When I first started in multifamily, I heard an acronym that I admit I had to look up: NIMBY. Not In My Back Yard. As I learned from many conversations with developers, there is resistance to building higher-density multifamily properties in single family home markets, even when there is demand for additional housing in those markets. NIMBYism contributes to longer entitlement times and even rejected proposals.

As an industry, I know we have jumped through hoops and conformed to crazy requirements to gain approval for projects. I once heard a story of a developer who had to commit to relocating and homing feral cats to build a multifamily property! We jump through the hoops, we build, and we become part of the community.

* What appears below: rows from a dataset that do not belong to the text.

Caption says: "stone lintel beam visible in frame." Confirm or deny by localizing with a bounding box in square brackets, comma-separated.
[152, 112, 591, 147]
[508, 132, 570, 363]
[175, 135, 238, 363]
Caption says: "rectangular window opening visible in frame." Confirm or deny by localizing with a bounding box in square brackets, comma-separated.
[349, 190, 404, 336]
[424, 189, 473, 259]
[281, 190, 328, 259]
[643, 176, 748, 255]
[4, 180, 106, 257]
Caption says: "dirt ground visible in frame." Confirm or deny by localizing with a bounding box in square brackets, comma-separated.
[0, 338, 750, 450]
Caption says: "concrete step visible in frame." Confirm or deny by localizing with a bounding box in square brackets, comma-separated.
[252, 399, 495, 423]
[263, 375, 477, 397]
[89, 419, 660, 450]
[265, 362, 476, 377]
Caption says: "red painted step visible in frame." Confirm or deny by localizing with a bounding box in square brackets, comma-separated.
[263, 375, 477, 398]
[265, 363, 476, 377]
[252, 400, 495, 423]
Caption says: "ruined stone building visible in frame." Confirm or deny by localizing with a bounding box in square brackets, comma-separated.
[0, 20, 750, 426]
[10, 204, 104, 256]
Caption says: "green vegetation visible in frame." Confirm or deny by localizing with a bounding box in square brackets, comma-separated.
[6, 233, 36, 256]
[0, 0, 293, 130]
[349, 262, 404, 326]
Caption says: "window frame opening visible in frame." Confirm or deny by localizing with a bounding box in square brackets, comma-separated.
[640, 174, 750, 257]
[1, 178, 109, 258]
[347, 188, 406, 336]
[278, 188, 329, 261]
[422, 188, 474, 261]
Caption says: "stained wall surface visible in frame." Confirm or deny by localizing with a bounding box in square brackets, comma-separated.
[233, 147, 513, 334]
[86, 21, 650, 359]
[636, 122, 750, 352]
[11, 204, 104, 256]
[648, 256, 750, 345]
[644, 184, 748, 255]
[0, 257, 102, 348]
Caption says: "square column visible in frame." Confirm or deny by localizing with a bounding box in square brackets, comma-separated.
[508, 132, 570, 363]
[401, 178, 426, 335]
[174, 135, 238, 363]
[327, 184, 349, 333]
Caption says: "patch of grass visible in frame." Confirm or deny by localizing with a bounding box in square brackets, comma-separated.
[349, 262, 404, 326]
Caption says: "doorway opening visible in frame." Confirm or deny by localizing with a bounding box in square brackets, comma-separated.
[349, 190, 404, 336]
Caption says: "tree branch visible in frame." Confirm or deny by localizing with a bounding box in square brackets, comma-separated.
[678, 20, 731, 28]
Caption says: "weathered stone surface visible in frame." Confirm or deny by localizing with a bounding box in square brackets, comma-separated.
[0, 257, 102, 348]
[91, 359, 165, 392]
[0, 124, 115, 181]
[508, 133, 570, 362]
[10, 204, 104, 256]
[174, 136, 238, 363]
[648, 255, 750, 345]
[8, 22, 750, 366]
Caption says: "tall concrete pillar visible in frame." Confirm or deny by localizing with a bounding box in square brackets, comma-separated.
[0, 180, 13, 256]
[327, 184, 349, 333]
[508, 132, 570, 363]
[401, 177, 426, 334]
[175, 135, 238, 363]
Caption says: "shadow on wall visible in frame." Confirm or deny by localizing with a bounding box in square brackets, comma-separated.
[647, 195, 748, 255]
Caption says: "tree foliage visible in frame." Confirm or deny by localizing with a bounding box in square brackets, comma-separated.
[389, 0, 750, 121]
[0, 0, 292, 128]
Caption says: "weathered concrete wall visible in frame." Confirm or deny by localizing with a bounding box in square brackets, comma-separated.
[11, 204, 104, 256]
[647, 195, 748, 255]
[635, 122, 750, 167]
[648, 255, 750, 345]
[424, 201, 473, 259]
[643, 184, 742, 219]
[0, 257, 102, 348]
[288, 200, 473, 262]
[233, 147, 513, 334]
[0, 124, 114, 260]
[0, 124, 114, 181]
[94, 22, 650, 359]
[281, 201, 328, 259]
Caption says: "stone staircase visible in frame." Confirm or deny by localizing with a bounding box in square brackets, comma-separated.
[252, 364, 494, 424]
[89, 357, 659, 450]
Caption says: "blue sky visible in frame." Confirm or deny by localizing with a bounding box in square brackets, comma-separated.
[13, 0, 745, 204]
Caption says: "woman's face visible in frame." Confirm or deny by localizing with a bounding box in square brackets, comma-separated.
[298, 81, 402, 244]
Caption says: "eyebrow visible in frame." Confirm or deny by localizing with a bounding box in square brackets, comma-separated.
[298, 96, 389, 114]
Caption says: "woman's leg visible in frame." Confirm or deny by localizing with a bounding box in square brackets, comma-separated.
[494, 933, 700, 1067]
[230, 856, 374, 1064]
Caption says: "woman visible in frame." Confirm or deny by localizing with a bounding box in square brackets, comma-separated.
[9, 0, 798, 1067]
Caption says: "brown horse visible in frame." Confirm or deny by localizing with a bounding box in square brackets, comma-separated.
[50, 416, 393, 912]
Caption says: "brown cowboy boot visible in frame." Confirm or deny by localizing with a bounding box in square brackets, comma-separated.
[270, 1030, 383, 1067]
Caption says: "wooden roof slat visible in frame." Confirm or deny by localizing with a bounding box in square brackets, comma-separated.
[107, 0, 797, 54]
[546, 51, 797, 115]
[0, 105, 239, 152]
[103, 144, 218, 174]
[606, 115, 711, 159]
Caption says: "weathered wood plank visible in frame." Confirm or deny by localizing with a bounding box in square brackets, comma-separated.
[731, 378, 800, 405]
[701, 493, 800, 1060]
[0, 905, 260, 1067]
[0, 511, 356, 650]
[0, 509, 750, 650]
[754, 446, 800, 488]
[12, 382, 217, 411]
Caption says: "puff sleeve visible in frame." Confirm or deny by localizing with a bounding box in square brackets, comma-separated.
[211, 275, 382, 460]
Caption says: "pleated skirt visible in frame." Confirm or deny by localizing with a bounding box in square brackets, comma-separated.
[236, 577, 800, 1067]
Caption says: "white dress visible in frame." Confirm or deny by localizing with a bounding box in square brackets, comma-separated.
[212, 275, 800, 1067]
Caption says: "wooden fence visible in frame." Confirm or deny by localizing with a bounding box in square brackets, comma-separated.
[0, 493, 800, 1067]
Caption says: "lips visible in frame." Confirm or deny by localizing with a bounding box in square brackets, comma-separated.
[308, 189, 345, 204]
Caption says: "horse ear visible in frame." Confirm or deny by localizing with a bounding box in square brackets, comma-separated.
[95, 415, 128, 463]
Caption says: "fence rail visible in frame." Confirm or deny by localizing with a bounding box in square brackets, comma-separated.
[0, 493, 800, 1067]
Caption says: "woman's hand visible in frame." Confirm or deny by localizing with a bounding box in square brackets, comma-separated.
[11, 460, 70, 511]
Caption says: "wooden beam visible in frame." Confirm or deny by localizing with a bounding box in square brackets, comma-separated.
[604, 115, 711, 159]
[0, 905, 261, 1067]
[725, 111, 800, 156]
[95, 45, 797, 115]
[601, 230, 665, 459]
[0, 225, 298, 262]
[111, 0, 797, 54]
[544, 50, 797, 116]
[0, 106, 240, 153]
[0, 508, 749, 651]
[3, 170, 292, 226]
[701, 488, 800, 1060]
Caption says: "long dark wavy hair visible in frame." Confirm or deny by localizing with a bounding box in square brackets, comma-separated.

This is why I was surprised and perplexed by people in our industry who felt that it was “impossible” to convert commercial buildings to multifamily. Like anything we have done as an industry thus far has been a walk in the park! Why do we start with “No!” and not “Yes!” or even “Could we?”

In fact, right now, the City of New York has projects going on to convert vacant office space in skyscrapers to multifamily. I am curious if our acquisitions teams are looking at vacant offices the same way, a few years ago, they were looking at neglected multifamily properties that they could majorly upgrade and bring to class A.

Here is why I am very excited about vacant commercial office being converted to multifamily. First rule of real estate: location, location, location. Typically, you do not find office space in the middle of a field in a rural area. These assets are in prime cities with housing demand that exceeds supply: New York, San Francisco, Chicago, Los Angeles, etc. You have markets which will be excited to have additional housing. These commercial assets also tend to have a higher walkability scores, making their locations even more desirable.

Then we talk money: cities with a lot of vacant offices typically are taking a hit to their tax revenue. Empty buildings mean lower property values and a lot less taxable income, which means the cities will have more appetite for commercial conversions. In fact, the City of San Francisco recently participated in an online seminar with the Urban Land Institute discussing how they were willing to accelerate and incentivize the commercial conversion process.

Then let us look at infrastructure (and excuse me if I am salivating here), commercial buildings were metered for commercial loads. You can get enough energy to the property for sure; it is designed and built for heavy utility loads. That saves on construction time and costs when you compare adapting existing utilities to trenching and bringing utilities to the site.

How about efficiency? As the demand for efficiency and green designations (LEED, EnergyStar, etc.) have historically been greater for commercial than for multifamily, a lot of the commercial sites out there already have great building envelopes. This leads to lower operating costs and easier qualifications for green certifications, which equip you to apply for green lending programs. So much potential.

An argument against commercial conversions to multifamily is that the buildings would need to be torn down to build multifamily. This seems weird to me. I concur that these conversions would involve major renovations. You cannot just slap on a coat of paint, add a granite countertop and TA-DA, multifamily. Yet, I have seen our industry do extraordinary things in the way of renovations. That is not scary. It has tremendous upside.

Back to NIMBYism. We could be heroes. Instead of communities fighting against our industry to keep us out of their backyards, we could be embraced as we make their communities more resilient and revitalized. We may need to add capes to our wardrobes.